Lange Priscila K, Fachon Evangeline, Nielsen Jens M, Brosnahan Michael, Zhang Jiaxu, Mordy Calvin W, Gann Jeanette C, Lomas Michael W, Pate Emma, Sheffield Gay, Stabeno Phyllis, Robinson Dale, Pathare Mrunmayee, Lefebvre Kathi A, Anderson Donald M, Eisner Lisa B
Bigelow Laboratory for Ocean Sciences, East Boothbay, ME, United States; Departamento de Meteorologia, Universidade Federal do Rio de Janeiro, Rio de Janeiro, RJ, Brazil; Blue Marble Space Institute of Science, Seattle, WA, United States.
Woods Hole Oceanographic Institution, Woods Hole, MA, United States; Department of Earth Atmospheric and Planetary Sciences, Massachusetts Institute of Technology, Cambridge, MA, United States.

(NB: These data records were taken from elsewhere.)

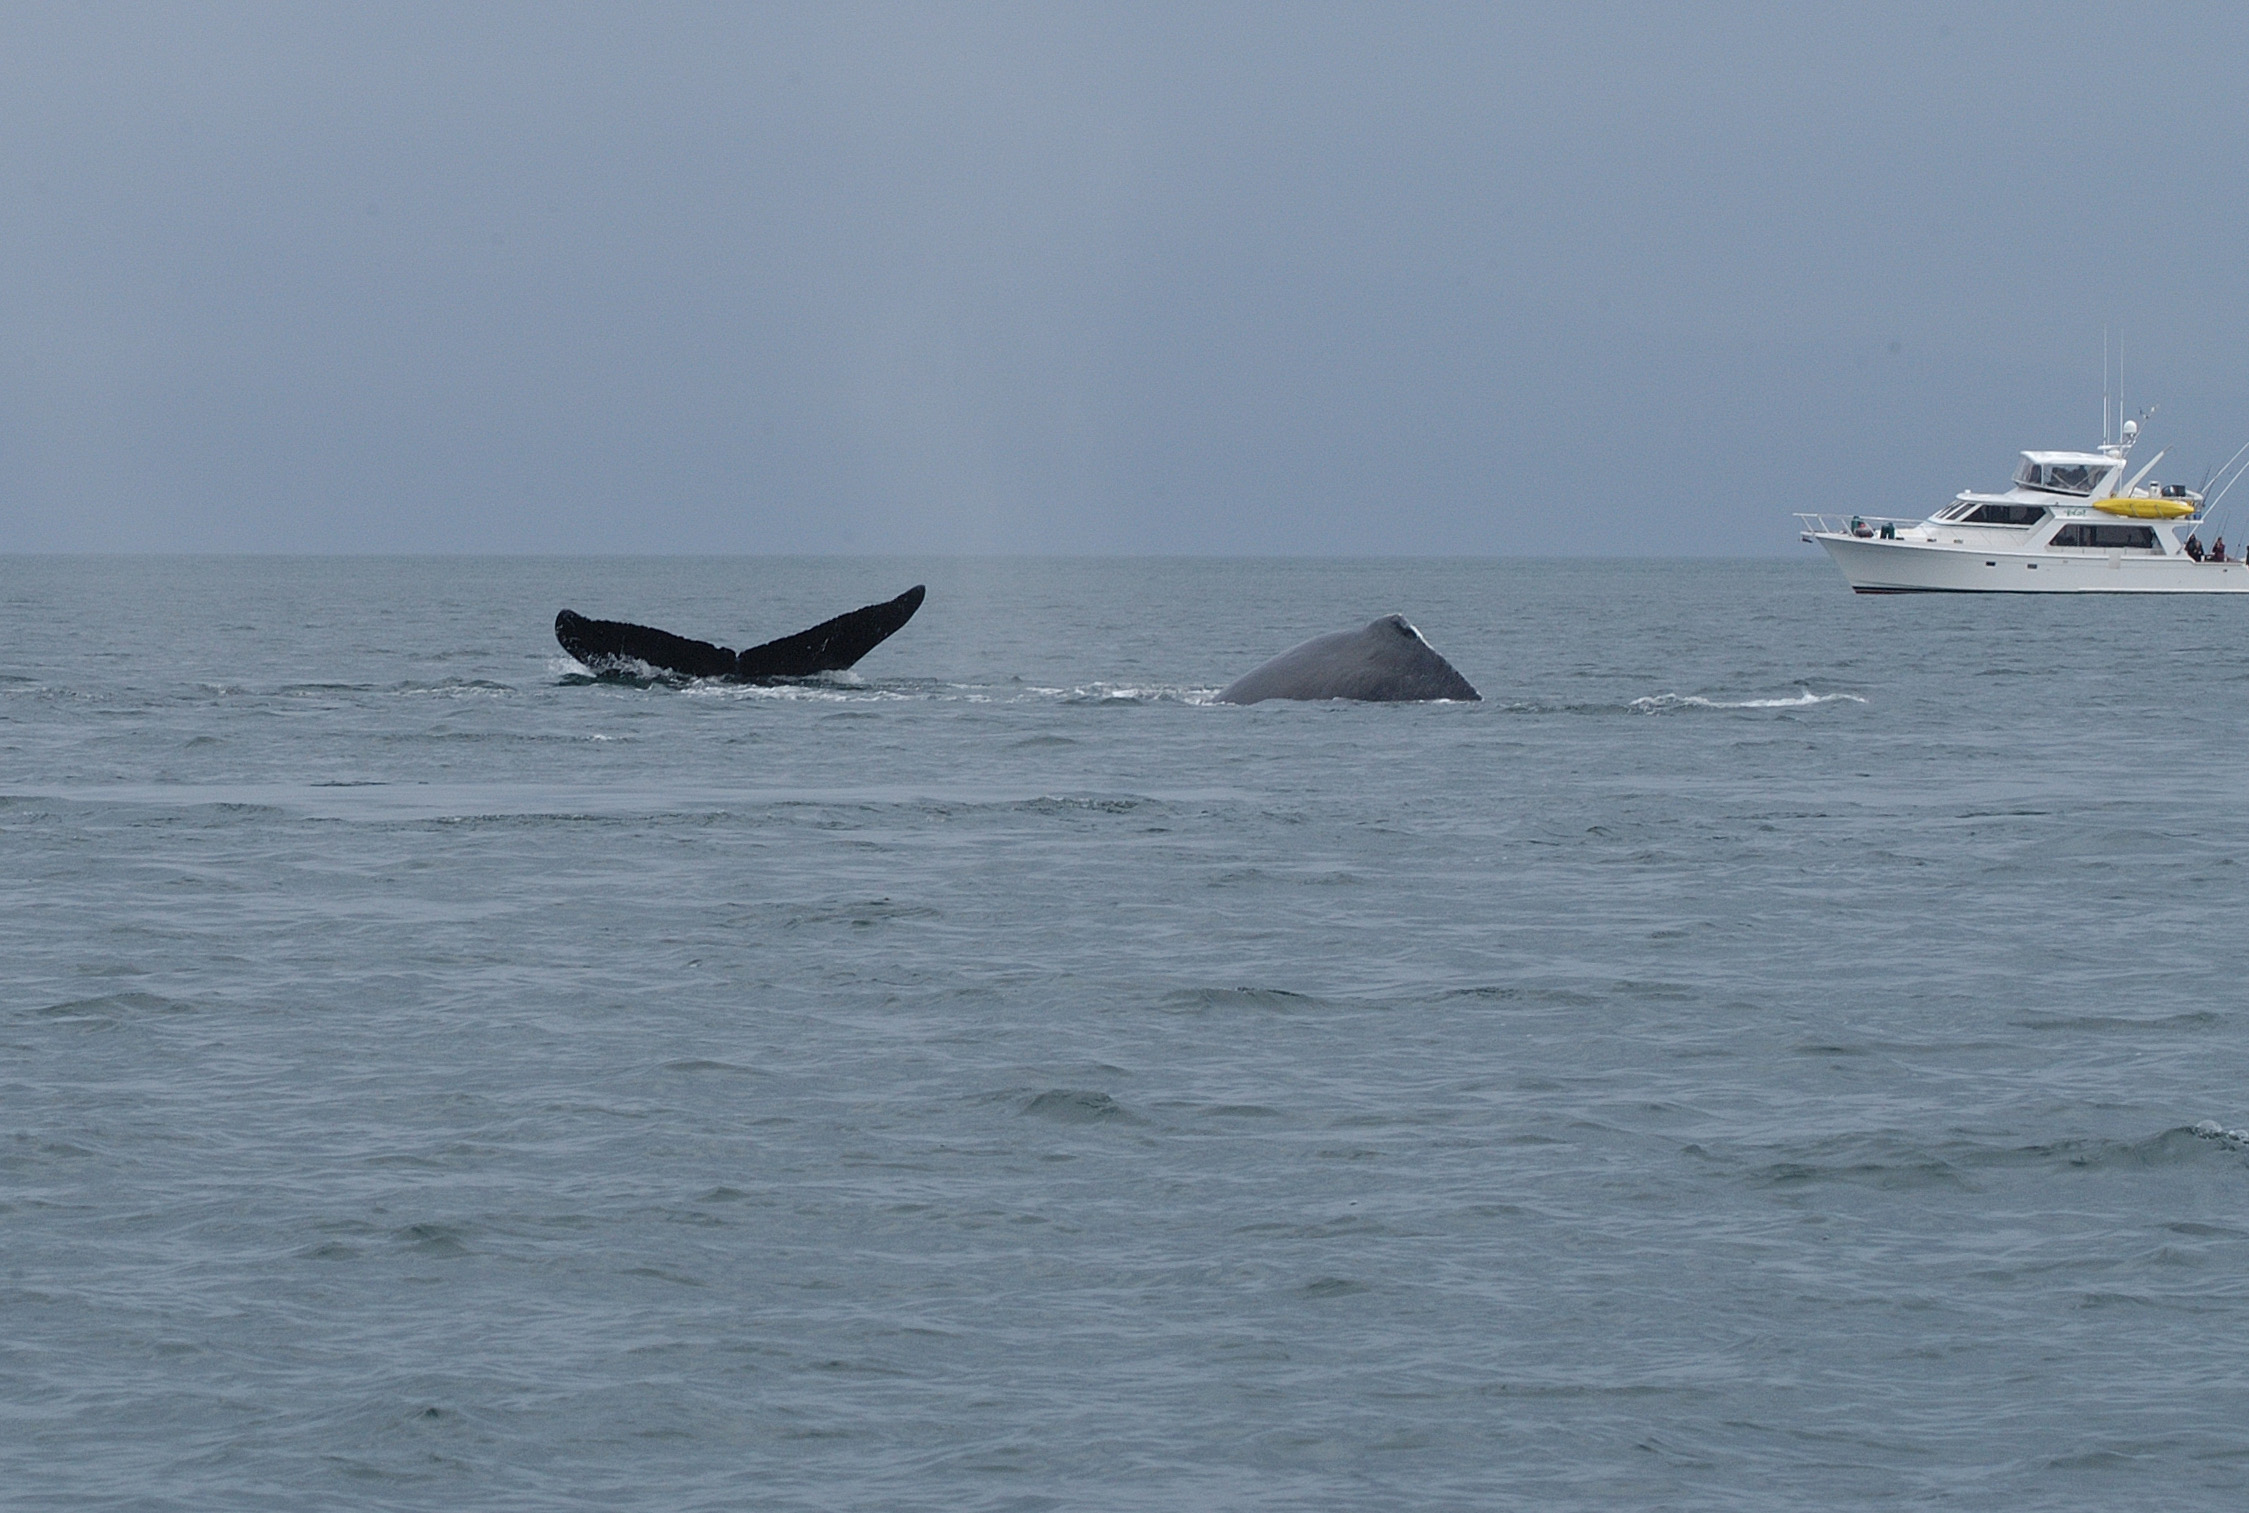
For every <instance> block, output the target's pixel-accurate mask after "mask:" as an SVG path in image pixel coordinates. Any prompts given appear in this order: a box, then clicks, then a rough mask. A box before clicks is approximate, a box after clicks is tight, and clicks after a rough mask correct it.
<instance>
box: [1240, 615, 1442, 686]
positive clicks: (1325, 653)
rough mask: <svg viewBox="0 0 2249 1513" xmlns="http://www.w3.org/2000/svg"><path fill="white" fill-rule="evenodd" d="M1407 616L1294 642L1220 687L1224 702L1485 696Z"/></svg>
mask: <svg viewBox="0 0 2249 1513" xmlns="http://www.w3.org/2000/svg"><path fill="white" fill-rule="evenodd" d="M1480 697H1482V695H1478V692H1475V688H1473V686H1471V683H1469V679H1464V677H1460V672H1455V670H1453V663H1448V661H1446V659H1444V656H1437V650H1435V647H1433V645H1430V643H1428V641H1424V638H1421V632H1417V629H1415V627H1412V625H1410V623H1408V620H1406V616H1401V614H1385V616H1383V618H1379V620H1374V623H1370V625H1367V627H1365V629H1338V632H1336V634H1331V636H1313V638H1311V641H1307V643H1302V645H1293V647H1289V650H1286V652H1282V654H1280V656H1275V659H1273V661H1268V663H1266V665H1262V668H1257V670H1253V672H1244V674H1241V677H1237V679H1235V681H1232V683H1228V686H1226V690H1223V692H1219V704H1257V701H1262V699H1379V701H1392V704H1401V701H1412V699H1480Z"/></svg>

J Environ Manage. 2025 Apr;380:125042. doi: 10.1016/j.jenvman.2025.125042. Epub 2025 Mar 24.
Harmful algal blooms (HABs) of the toxic dinoflagellate Alexandrium catenella are increasing in the Pacific Arctic due to ocean warming. threatening ecosystems and to coastal communities that rely on marine resources for their subsistence. This study explores the potential of the Sentinel-3 remote sensing reflectance (R(λ)) to detect and quantify dinoflagellate blooms in the Bering and Chukchi seas using an A. catenella cell abundance dataset to regionally parameterize and evaluate new algorithm combinations (color indexes and principal component regression - PCR). The color indexes utilize the fluorescence (FLH), green (GLH), and blue line heights (BLH) and the spectral difference in FLH peak to identify dinoflagellate blooms. The algorithms were parameterized and validated using 45 satellite match-ups with in situ A. catenella abundances measured over summer 2022 in the North Bering and Chukchi seas. Assuming the dinoflagellate bloom is dominated by A. catenella, the dinoflagellate index DINI (GLH-based) and enhanced bloom index EBI (BLH-based) provide reliable cell abundance estimates at concentrations higher than 10,000 (R = 0.53) and 3000 cells/L (R = 0.67), respectively. The PCR model resolves estimates at lower cell abundances (>1000 cells/L, R = 0.68). Despite their higher uncertainty, color index models provide early detection and tracking of potential A. catenella blooms, as demonstrated during Summers 2023 and 2024. By providing timely and accurate information on bloom dynamics, these satellite products can significantly augment HAB monitoring systems in the Pacific Arctic.
由于海洋变暖,太平洋北极地区有毒甲藻链状亚历山大藻引发的有害藻华正在增加,这对生态系统以及依赖海洋资源维持生计的沿海社区构成了威胁。本研究利用链状亚历山大藻细胞丰度数据集对新的算法组合(颜色指数和主成分回归 - PCR)进行区域参数化和评估,探讨哨兵 - 3遥感反射率(R(λ))检测和量化白令海和楚科奇海甲藻藻华的潜力。颜色指数利用荧光(FLH)、绿光(GLH)和蓝光线高(BLH)以及FLH峰值的光谱差异来识别甲藻藻华。这些算法通过45次卫星与2022年夏季在北白令海和楚科奇海测量的链状亚历山大藻现场丰度的匹配进行参数化和验证。假设甲藻藻华以链状亚历山大藻为主,基于GLH的甲藻指数DIN1和基于BLH的增强藻华指数EBI分别在浓度高于10,000(R = 0.53)和3000个细胞/升(R = 0.67)时提供可靠的细胞丰度估计。PCR模型可解析较低细胞丰度(>1000个细胞/升,R = 0.68)时的估计值。尽管颜色指数模型的不确定性较高,但如2023年和2024年夏季所示,它们能够早期检测和跟踪潜在的链状亚历山大藻藻华。通过提供有关藻华动态的及时准确信息,这些卫星产品可显著增强太平洋北极地区的有害藻华监测系统。